Regulator dan otoritas perbankan negara bagian kemungkinan akan memainkan peran sentral dalam menentukan aturan jaringan, mekanisme pengawasan, dan jenis token yang diizinkan. Penekanan untuk beroperasi di dalam ranah regulasi perbankan menunjukkan upaya sengaja untuk sejalan dengan mandat kehati-hatian dan perlindungan konsumen, yang dapat memengaruhi bagaimana stablecoin dan setoran ter-tokenisasi disusun di jaringan.
Adapun aset kripto utama seperti Bitcoin dan Ethereum, fokus langsung jaringan pada stablecoin, pembayaran, dan setoran ter-tokenisasi tidak secara langsung mengubah fondasi teknis rantai publik lapisan 1. Namun, jika bank mengarahkan lebih banyak aktivitas pembayaran dan penyelesaian ke blockchain perbankan yang diatur, hal itu bisa memengaruhi pola permintaan di rantai untuk likuiditas fiat ter-tokenisasi dan stablecoin di berbagai venue. Bursa dan kustodian yang menjembatani antara rantai publik dan jaringan bank bisa menjadi penting secara strategis.

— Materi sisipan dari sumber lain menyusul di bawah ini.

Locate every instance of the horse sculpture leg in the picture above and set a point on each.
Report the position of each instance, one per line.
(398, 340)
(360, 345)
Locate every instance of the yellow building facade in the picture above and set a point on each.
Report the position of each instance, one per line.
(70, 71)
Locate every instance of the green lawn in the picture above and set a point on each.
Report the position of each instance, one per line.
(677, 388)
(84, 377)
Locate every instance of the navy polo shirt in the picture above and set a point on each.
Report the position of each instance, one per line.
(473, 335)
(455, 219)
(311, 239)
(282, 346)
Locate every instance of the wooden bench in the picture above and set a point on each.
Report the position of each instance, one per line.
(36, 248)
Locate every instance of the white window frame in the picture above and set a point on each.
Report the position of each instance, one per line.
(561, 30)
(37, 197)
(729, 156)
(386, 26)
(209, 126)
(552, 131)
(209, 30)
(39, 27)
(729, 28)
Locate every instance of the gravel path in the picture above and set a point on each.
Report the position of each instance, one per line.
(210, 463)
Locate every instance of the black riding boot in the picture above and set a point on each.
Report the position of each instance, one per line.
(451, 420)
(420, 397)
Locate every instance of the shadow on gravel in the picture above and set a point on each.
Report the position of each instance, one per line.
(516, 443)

Pelaku pasar akan memantau beberapa perkembangan seiring BankChain Alliance maju: arsitektur teknis jaringan, interoperabilitas dengan blockchain publik, kriteria onboarding untuk bank dan pihak ketiga, persetujuan hukum dan regulasi dari otoritas perbankan, peserta pilot, dan desain stablecoin yang didukung bank atau setoran ter-tokenisasi. Kemajuan di bidang-bidang ini akan menentukan seberapa bermakna inisiatif ini dalam membentuk ulang infrastruktur pasar kripto dan keterlibatan institusional.